The Housing Meltdown: Why Did It Happen In The United States?
The crisis enveloping global financial markets since August 2007 was triggered by actual and prospective credit losses on US mortgages. Was the United States just unlucky to have been the first to experience a housing crisis? Or was it inherently more susceptible to one?
I examine the limited international evidence available, to ask how the boom-bust cycle in the US housing market differed from elsewhere and what the underlying institutional drivers of these differences were. Compared with other countries, the United States seems to have: built up a larger overhang of excess housing supply; experienced a greater easing in mortgage lending standards; and ended up with a household sector more vulnerable to falling housing prices. Some of these outcomes seem to have been driven by tax, legal and regulatory systems that encouraged households to increase their leverage and permitted lenders to enable that development. Given the institutional background, it may have been that the US housing boom was always more likely to end badly than the booms elsewhere.

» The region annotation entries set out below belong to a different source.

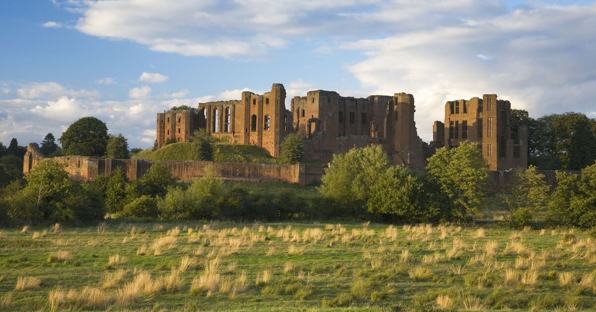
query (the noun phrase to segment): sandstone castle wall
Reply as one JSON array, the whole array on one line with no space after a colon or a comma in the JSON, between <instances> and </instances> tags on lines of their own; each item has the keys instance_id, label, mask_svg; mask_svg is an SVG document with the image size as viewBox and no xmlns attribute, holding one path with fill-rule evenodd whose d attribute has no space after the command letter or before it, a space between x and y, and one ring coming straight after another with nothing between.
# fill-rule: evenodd
<instances>
[{"instance_id":1,"label":"sandstone castle wall","mask_svg":"<svg viewBox=\"0 0 596 312\"><path fill-rule=\"evenodd\" d=\"M23 162L27 174L44 159L36 143L29 144ZM52 158L66 165L70 178L83 182L95 180L121 168L129 179L141 178L156 162L144 159L112 159L70 156ZM252 163L168 160L162 162L174 178L182 181L204 177L207 168L213 175L227 181L239 182L284 182L304 185L320 182L325 166L312 165L274 165Z\"/></svg>"}]
</instances>

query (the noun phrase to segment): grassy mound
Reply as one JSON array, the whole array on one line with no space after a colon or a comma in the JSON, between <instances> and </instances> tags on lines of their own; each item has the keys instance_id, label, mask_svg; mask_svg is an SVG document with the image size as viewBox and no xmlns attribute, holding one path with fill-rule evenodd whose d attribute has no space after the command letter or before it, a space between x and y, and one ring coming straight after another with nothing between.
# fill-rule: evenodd
<instances>
[{"instance_id":1,"label":"grassy mound","mask_svg":"<svg viewBox=\"0 0 596 312\"><path fill-rule=\"evenodd\" d=\"M132 158L150 160L193 160L194 157L190 143L172 143L157 150L147 149L134 155ZM254 145L217 143L215 144L214 160L220 162L254 162L273 163L275 159L265 149Z\"/></svg>"}]
</instances>

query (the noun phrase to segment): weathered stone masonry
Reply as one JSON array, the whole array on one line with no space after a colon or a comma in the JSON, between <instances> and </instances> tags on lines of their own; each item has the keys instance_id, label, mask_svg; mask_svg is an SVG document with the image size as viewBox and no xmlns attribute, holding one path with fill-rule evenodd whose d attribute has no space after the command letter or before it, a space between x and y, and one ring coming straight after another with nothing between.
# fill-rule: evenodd
<instances>
[{"instance_id":1,"label":"weathered stone masonry","mask_svg":"<svg viewBox=\"0 0 596 312\"><path fill-rule=\"evenodd\" d=\"M27 148L23 172L27 174L44 157L36 143ZM101 175L109 174L121 168L131 180L147 173L156 162L144 159L111 159L94 157L70 156L52 158L66 164L65 168L73 179L88 182ZM163 162L172 175L182 181L204 177L210 168L215 177L225 180L240 182L284 182L306 185L321 181L325 166L312 165L272 165L252 163L169 160Z\"/></svg>"}]
</instances>

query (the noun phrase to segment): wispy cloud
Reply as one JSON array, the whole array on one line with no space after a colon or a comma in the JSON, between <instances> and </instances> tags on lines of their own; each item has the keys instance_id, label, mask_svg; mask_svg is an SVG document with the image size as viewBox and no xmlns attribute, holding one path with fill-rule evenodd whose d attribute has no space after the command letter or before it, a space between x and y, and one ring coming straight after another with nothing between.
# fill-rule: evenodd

September 24th, 2008 at 8:01 pm
i believe the saying is: “nothing exceeds like excess.” america always does things, both good and bad, bigger and better than any other. “more is better” is our unoffical national motto. i do not mean to disparage our country, i love it very much– just an observation on how it is…
September 25th, 2008 at 12:58 pm
[...] Was the end of the U.S. housing boom inevitable? (Alea) [...]
September 27th, 2008 at 6:25 pm
I’m curious, do you think credit cycles are intrinsically MORE deadly on the economy than regular ECONOMIC cycles? Or is it the unique presence of credit derivatives in THIS credit bust that has extracted so much blood?
September 27th, 2008 at 6:39 pm
Interesting read. America’s current credit system has always had the potential to create this kind of meltdown. It was only a matter of time.